The clear run away region winner is East Anglia, which in the year to August 2016 has seen an impressive house price growth of 13.2 %. This is all the more remarkable given that house price growth within London (where one would assume it be naturally higher) has only experienced growth of 12.3%.
This in itself is interesting as it is traditionally the South East of England that is considered to be one of the UK’s hot spots in terms of house growth. While we could expect this region to have a house price growth rate lower than that of London, we would certainly expect it to compare favourably with East Anglia, if not markedly higher. Surprisingly though in the year to August 2016 this has not been the case and it has experienced a house price growth rate of only 11.9%. However we must put this in context, the Midlands for example has only experiencing a growth rate of 6.4%, and Scotland has experienced the lowest house price growth rate of the UK at only 3.4%.
So in broad terms, London and the entire South-East has performed stronger than the rest of the country as is expected, but it is the localised differences that are interesting to see. As always, we must ask why the UK’s regionalised market is becoming localised, and why house price growth rates are varying so dramatically across regions.
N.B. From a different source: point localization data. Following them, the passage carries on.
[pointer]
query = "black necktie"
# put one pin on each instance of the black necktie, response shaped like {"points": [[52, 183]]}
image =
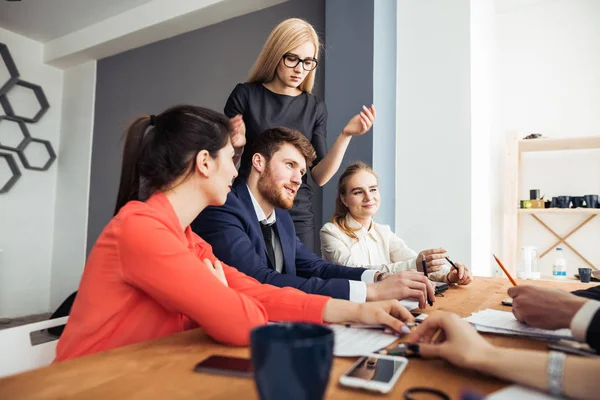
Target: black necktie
{"points": [[268, 236]]}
Let’s look at East Anglia first. It’s fair to say that there are some obvious reasons as to why this region is experiencing such exceptional growth when compared to other regions of the U.K. The most obvious being it’s proximity to London. In terms of accessibility and given its transport links and the length of journey times it compares very favourably to other regions.
One could also postulate that as the house prices of London go ever upwards and have become increasingly unaffordable to many, priced out people have started looking elsewhere and further afield than they traditionally might have. There’s a strong argument to say that London is paying the price for its early success. With an average house price of £645,833 pounds, more than double the national average, more and more buyers have to look outside of the capital for homes. If this is the case then it creates ripple effect which in turn increasingly means that regions are now outperforming the city.
What is most interesting though is where they are looking. For a long time the South East has benefited from its proximity to London, but as a result perhaps it too is becoming oversaturated. East Anglia has always been seen as somewhat of a lesser cousin, but this could be the very thing that is now playing in its favour. It’s traditionally slow growth compared to the South East is now its boon. For buyers it offers a market less saturated with more potential to take advantage of.
If this theory as to why the UK’s regionalised market becoming localised rings true, then in the year ahead, we can expect the market to become increasingly more localised, with the key regions of the South-East and East Anglia being the main beneficiaries. Only time and the numbers will tell.